As a core technology of artificial intelligence, machine learning (ML) refers to the ability to recognize patterns and learn from data (Ting Sim et al., 2023). In recent years, it has been widely applied in various areas, including disease prediction, disease prognosis assessment, disease-assisted diagnosis, and health management (Shurrab et al., 2024). ML models, including extreme gradient boosting (XGBoost), support vector machines (SVM), random forest (RF), logistic regression (LR), and deep neural networks (DNN), can capture complex non-linear relationships and identify unknown correlations in big data, providing deeper insights. RF is a non-parametric method based on the bagging principle, which adopts the outputs of integrating algorithms of multiple decision trees. This approach enhances the overall model performance by strengthening multiple weak classifiers, making it more effective than a single decision tree (Hu and Szymczak, 2023). SVM introduces the concept of kernel functions and employs the principle of structural risk minimization. This allows for nonlinear decision-making in the original space by identifying a linear hyperplane within a high-dimensional space (Si et al., 2023). The XGBoost algorithm is a large-scale machine-learning algorithm that represents an efficient and extensible variant of gradient enhancement (Li et al., 2022).

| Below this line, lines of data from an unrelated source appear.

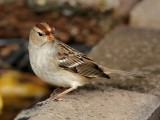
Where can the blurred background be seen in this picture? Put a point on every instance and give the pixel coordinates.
(80, 23)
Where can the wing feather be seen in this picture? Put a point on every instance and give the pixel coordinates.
(77, 62)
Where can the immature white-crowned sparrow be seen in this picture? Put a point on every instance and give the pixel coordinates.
(58, 64)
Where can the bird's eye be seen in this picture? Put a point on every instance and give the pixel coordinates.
(40, 34)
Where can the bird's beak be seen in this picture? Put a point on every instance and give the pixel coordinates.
(51, 37)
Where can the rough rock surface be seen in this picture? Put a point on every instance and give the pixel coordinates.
(146, 14)
(131, 49)
(94, 104)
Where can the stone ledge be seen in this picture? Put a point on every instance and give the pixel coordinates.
(94, 104)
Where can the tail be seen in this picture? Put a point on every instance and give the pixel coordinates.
(120, 72)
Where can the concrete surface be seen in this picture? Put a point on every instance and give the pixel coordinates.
(131, 49)
(94, 104)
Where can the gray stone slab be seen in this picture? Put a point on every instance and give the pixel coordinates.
(131, 49)
(94, 104)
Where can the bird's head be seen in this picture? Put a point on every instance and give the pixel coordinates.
(41, 33)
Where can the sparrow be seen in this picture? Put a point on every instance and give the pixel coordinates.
(58, 64)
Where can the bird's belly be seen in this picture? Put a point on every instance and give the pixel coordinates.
(48, 71)
(62, 78)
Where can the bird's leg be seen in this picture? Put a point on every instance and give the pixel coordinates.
(57, 97)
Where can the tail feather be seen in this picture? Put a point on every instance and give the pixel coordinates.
(120, 72)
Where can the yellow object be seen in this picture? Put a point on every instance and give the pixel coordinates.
(1, 103)
(11, 86)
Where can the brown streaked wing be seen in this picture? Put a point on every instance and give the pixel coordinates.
(77, 62)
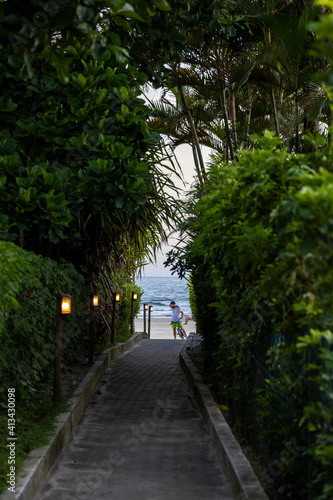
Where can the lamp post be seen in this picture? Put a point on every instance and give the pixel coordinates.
(145, 309)
(93, 303)
(115, 299)
(134, 298)
(63, 307)
(149, 319)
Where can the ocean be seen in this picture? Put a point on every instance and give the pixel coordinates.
(160, 291)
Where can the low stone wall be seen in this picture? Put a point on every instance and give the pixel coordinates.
(36, 467)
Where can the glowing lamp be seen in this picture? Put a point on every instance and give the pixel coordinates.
(66, 303)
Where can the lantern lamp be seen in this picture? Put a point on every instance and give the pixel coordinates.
(66, 303)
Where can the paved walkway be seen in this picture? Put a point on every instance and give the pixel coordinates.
(140, 438)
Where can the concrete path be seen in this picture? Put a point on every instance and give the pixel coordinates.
(141, 437)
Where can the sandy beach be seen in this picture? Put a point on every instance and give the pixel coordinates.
(160, 328)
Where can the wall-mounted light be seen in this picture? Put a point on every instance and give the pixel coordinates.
(66, 304)
(134, 298)
(149, 319)
(115, 299)
(145, 309)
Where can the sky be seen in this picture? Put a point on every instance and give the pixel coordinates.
(185, 159)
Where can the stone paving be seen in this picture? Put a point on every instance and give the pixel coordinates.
(141, 437)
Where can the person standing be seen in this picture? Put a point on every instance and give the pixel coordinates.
(177, 315)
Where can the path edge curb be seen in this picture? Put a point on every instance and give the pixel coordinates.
(243, 480)
(36, 466)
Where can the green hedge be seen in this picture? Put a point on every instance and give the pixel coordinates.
(261, 262)
(29, 284)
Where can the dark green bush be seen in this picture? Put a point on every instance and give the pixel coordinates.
(29, 284)
(263, 246)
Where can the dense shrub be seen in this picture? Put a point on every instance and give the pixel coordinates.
(262, 248)
(29, 284)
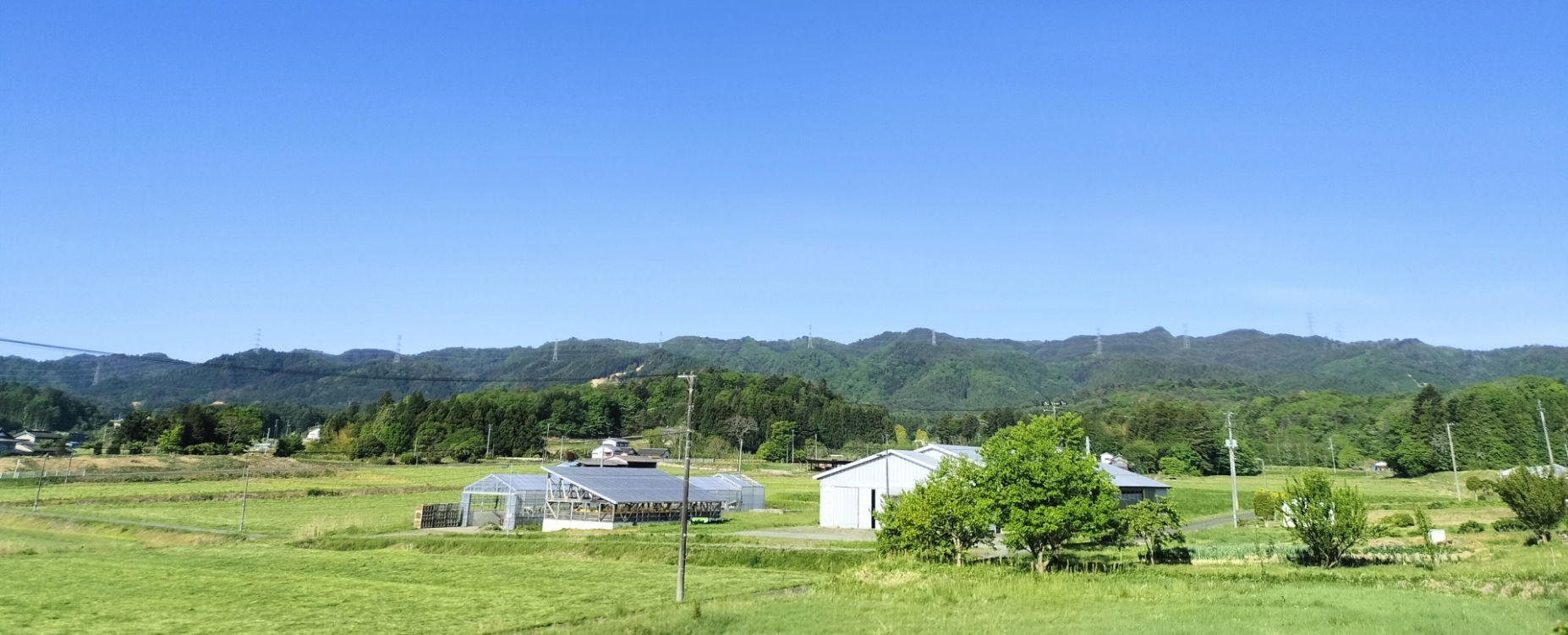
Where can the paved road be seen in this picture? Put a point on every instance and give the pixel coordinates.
(1217, 521)
(137, 524)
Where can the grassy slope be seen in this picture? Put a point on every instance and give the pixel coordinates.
(108, 579)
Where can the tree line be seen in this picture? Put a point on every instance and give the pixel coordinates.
(513, 422)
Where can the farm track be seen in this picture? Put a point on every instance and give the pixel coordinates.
(162, 526)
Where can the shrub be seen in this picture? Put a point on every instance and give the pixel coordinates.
(1173, 466)
(1266, 504)
(1509, 524)
(1535, 499)
(1401, 519)
(1327, 519)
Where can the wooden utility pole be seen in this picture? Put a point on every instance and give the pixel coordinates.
(1230, 446)
(686, 491)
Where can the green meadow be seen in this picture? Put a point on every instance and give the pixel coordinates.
(336, 556)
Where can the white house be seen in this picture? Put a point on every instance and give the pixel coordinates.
(852, 493)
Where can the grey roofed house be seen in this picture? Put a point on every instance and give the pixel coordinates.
(969, 452)
(852, 493)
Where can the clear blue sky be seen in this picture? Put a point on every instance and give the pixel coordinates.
(174, 176)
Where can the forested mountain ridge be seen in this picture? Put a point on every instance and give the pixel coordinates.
(902, 370)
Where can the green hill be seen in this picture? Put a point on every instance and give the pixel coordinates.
(902, 370)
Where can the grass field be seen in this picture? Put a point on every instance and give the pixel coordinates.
(336, 557)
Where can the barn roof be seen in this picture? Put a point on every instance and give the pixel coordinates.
(968, 452)
(913, 457)
(629, 486)
(1127, 479)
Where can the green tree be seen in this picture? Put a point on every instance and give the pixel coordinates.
(780, 438)
(940, 519)
(1327, 519)
(1044, 495)
(289, 446)
(170, 441)
(1156, 523)
(1535, 499)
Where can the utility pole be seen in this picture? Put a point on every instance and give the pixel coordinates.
(1454, 462)
(40, 490)
(245, 495)
(1551, 462)
(1230, 447)
(686, 490)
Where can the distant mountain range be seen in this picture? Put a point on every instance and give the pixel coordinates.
(902, 370)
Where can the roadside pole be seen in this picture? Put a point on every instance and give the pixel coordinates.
(1230, 446)
(245, 495)
(686, 490)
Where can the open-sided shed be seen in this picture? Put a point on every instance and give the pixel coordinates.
(591, 497)
(504, 499)
(739, 491)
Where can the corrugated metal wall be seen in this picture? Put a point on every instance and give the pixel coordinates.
(847, 497)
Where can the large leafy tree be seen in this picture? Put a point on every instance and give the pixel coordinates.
(1043, 491)
(1156, 523)
(941, 517)
(1535, 497)
(1327, 519)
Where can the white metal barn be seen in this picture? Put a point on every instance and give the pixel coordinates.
(850, 493)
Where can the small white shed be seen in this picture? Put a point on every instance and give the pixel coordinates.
(850, 493)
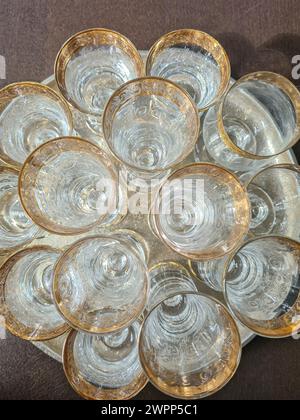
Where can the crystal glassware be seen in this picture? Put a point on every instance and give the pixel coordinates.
(263, 288)
(210, 272)
(104, 367)
(189, 346)
(68, 186)
(26, 294)
(166, 279)
(258, 119)
(201, 212)
(16, 229)
(194, 60)
(150, 125)
(101, 283)
(30, 115)
(90, 66)
(274, 195)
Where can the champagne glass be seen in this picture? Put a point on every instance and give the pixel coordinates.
(104, 367)
(189, 346)
(257, 120)
(69, 186)
(201, 212)
(194, 60)
(30, 115)
(101, 284)
(90, 66)
(274, 195)
(16, 229)
(166, 279)
(263, 288)
(26, 294)
(150, 125)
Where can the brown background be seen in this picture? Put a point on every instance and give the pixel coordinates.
(258, 35)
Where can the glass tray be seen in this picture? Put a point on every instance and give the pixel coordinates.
(158, 252)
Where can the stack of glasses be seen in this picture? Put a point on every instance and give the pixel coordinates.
(204, 152)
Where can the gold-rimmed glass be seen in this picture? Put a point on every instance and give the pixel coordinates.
(201, 212)
(16, 228)
(150, 125)
(194, 60)
(274, 195)
(258, 119)
(90, 66)
(26, 294)
(104, 367)
(166, 279)
(262, 289)
(30, 115)
(101, 283)
(68, 186)
(189, 346)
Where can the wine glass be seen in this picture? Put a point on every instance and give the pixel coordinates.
(263, 288)
(30, 115)
(189, 346)
(194, 60)
(26, 294)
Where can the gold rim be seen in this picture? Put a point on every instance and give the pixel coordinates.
(5, 251)
(39, 220)
(288, 166)
(84, 38)
(89, 391)
(112, 107)
(199, 38)
(284, 85)
(203, 256)
(235, 359)
(15, 89)
(83, 325)
(13, 325)
(280, 328)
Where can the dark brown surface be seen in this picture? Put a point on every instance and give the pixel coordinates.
(258, 35)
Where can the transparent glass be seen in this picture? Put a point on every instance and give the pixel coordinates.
(263, 288)
(275, 205)
(90, 66)
(258, 118)
(166, 279)
(195, 61)
(202, 212)
(210, 272)
(68, 186)
(16, 229)
(26, 294)
(189, 346)
(150, 125)
(105, 367)
(30, 115)
(101, 284)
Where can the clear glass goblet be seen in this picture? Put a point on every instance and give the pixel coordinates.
(258, 119)
(194, 60)
(90, 66)
(202, 212)
(101, 284)
(104, 367)
(16, 229)
(263, 288)
(166, 279)
(150, 125)
(30, 115)
(26, 294)
(274, 195)
(68, 186)
(189, 346)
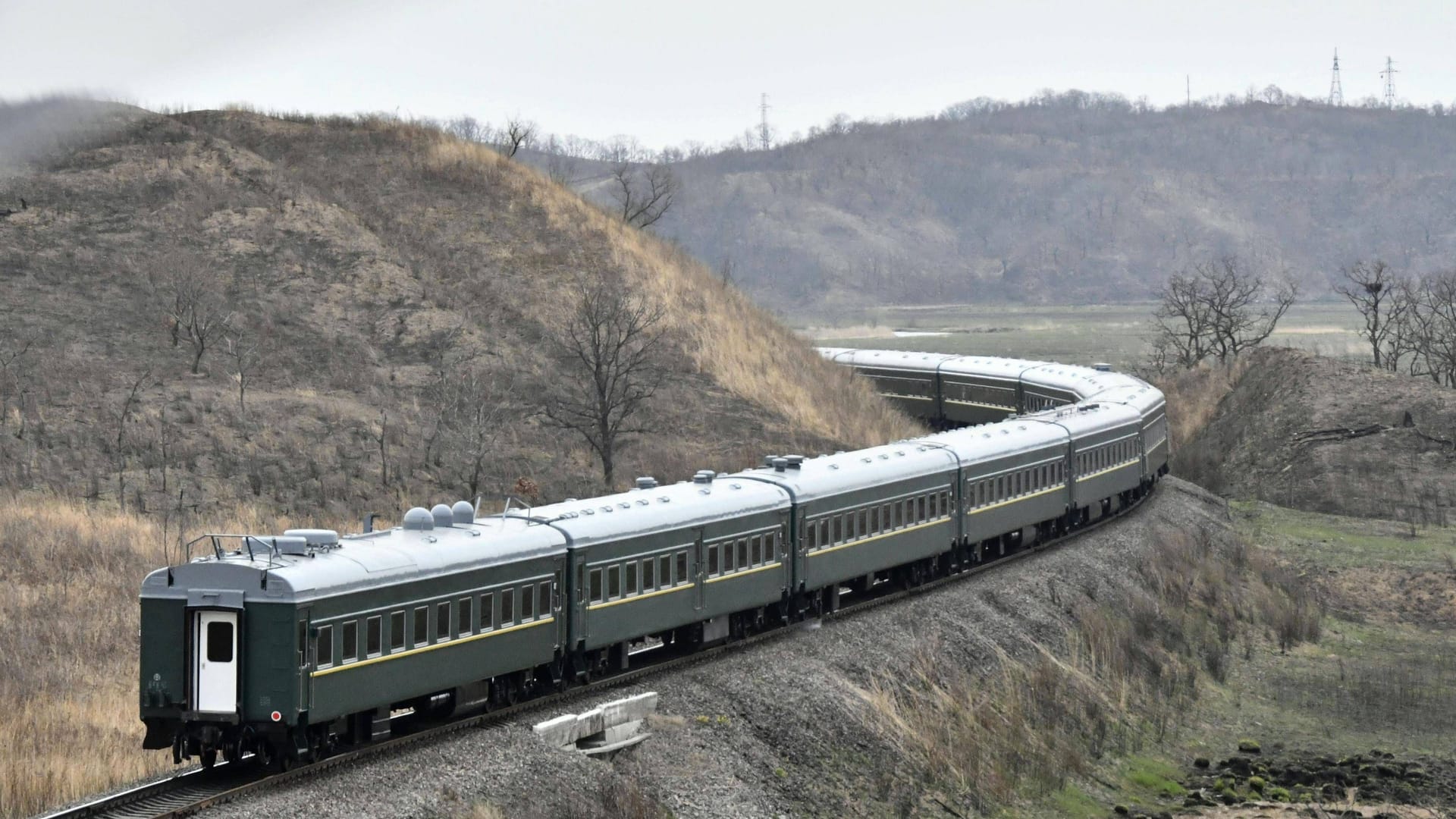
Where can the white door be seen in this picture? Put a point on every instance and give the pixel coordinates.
(216, 675)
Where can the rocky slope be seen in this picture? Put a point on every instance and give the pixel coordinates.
(379, 273)
(1315, 433)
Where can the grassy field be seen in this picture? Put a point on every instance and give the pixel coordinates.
(1069, 334)
(1383, 675)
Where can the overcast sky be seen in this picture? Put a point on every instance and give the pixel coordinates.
(693, 71)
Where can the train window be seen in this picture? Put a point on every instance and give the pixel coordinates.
(372, 634)
(397, 632)
(218, 642)
(466, 615)
(324, 649)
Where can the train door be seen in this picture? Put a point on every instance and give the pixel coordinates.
(699, 569)
(215, 662)
(308, 651)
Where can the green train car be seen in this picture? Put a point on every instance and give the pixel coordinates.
(284, 646)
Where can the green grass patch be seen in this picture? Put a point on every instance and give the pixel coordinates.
(1075, 803)
(1153, 776)
(1332, 541)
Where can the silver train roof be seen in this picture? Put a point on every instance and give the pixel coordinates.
(1084, 382)
(862, 468)
(362, 560)
(657, 509)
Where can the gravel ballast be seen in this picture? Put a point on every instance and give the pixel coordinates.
(770, 730)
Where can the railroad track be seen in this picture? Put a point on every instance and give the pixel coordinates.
(196, 790)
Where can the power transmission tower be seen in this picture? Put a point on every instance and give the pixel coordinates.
(764, 133)
(1389, 82)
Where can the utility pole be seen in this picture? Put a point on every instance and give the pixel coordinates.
(1389, 82)
(764, 134)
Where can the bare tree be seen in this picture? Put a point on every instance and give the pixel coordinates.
(644, 191)
(475, 404)
(12, 363)
(1372, 287)
(514, 136)
(243, 354)
(1218, 311)
(120, 417)
(612, 346)
(199, 314)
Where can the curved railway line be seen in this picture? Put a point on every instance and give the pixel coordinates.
(196, 790)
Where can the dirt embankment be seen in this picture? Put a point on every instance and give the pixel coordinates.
(1329, 436)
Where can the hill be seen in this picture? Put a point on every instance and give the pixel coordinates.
(1071, 199)
(382, 273)
(1323, 435)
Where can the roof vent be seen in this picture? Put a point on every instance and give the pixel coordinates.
(286, 545)
(419, 519)
(315, 537)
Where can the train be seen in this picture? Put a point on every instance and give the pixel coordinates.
(286, 646)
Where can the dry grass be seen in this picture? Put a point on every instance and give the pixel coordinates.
(728, 337)
(1194, 395)
(69, 648)
(1126, 675)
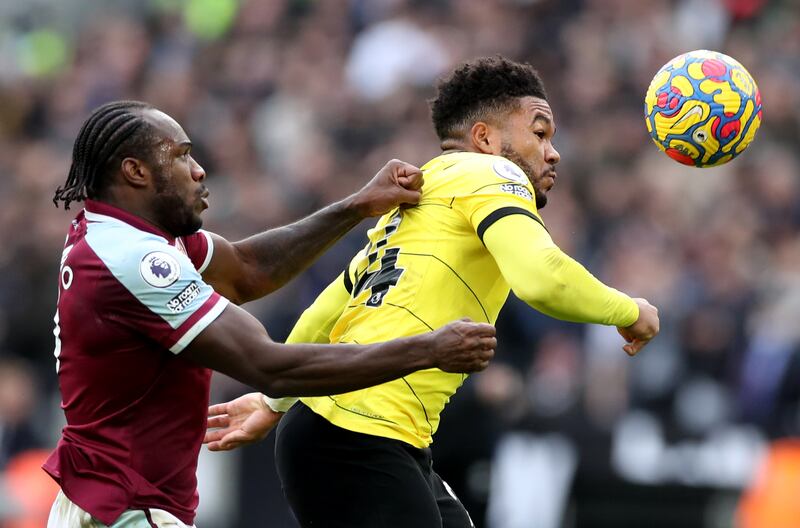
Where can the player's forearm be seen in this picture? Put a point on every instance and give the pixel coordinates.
(274, 257)
(236, 344)
(549, 280)
(317, 370)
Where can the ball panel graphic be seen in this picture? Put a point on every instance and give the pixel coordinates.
(702, 108)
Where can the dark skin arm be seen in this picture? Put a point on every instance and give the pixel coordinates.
(236, 344)
(251, 268)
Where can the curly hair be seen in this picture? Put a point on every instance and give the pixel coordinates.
(112, 132)
(479, 90)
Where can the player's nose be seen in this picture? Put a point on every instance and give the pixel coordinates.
(551, 155)
(198, 173)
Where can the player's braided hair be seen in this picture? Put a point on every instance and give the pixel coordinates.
(113, 131)
(479, 90)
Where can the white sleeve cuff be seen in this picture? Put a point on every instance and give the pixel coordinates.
(280, 404)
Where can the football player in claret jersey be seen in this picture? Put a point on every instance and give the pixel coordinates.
(144, 312)
(361, 458)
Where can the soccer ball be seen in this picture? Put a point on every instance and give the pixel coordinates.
(702, 108)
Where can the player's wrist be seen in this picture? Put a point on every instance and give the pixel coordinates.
(422, 350)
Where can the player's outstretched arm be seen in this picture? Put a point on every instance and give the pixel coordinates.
(236, 344)
(549, 280)
(253, 267)
(249, 418)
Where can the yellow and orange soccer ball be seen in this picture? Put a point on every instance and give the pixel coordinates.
(702, 108)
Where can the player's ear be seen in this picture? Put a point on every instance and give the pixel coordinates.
(485, 138)
(135, 172)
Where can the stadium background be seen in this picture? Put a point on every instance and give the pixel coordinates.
(292, 104)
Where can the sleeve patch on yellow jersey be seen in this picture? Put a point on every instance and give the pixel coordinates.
(509, 171)
(519, 190)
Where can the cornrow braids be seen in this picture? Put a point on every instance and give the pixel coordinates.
(479, 90)
(111, 131)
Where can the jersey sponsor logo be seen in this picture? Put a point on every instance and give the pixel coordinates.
(179, 303)
(159, 269)
(519, 190)
(509, 171)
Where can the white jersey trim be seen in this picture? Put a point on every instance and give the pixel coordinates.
(199, 326)
(209, 252)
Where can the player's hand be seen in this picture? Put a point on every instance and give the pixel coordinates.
(397, 183)
(245, 420)
(463, 346)
(643, 330)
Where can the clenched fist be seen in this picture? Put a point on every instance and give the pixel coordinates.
(397, 183)
(463, 346)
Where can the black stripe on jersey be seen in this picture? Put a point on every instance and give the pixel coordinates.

The purpose of this study is to compare the predictive performance of various ML models for SAP in patients with AIS and AF by using predictive factors effectively. This approach aims to facilitate the early identification of high-risk groups in clinical settings, support individualized treatment, improve patient outcomes, and reduce social burden.

Materials and methods

Study design

This study adopted a nested case-control design. First, we identified patients with AIS and AF from 2020 to 2023 as study subjects, collecting inpatient medical records and categorizing them into SAP and non-SAP groups based on in-hospital onset status. Initial screening was performed through univariate analysis of demographic characteristics, clinical indicators, and laboratory parameters. Statistically significant variables were subsequently processed using LASSO regression for dimensionality reduction and final feature selection. The overall sample was then randomly divided into training (70%), validation (20%), and test (10%) sets for model development, parameter optimization, and final evaluation, respectively. Four machine learning models—LR, RF, SVM, and XGBoost—were constructed using the selected features. To address class imbalance in the training set, which could adversely affect predictive performance, we applied a synthetic minority oversampling technique (SMOTE) to achieve balanced class distribution, thereby enhancing prediction accuracy and stability. Model hyperparameters were optimized via cross-validation and grid search on the validation set. Comprehensive evaluation metrics including accuracy, sensitivity, specificity, AUC, Youden index, F1 score, and decision curve analysis (DCA), were employed on the test set to identify the optimal predictive model. The final model was visualized using nomograms, with decision curve analysis assessing its clinical utility.

In this study, a total of 10,967 patients diagnosed with AIS and AF were identified. Among those, 6,471 were excluded according to the following criteria: 2,341 were under 18 years of age, 2,028 patients had a hospital stay of less than 24 h, 356 had an infection within 1 week before the onset of AIS, 337 had a tumor, and 1,139 had missing values for variable exceeding 20%. Ultimately, 4,496 patients with AIS and AF were enrolled in this study, including 457 cases of SAP during hospitalization, and 4,039 cases did not develop SAP.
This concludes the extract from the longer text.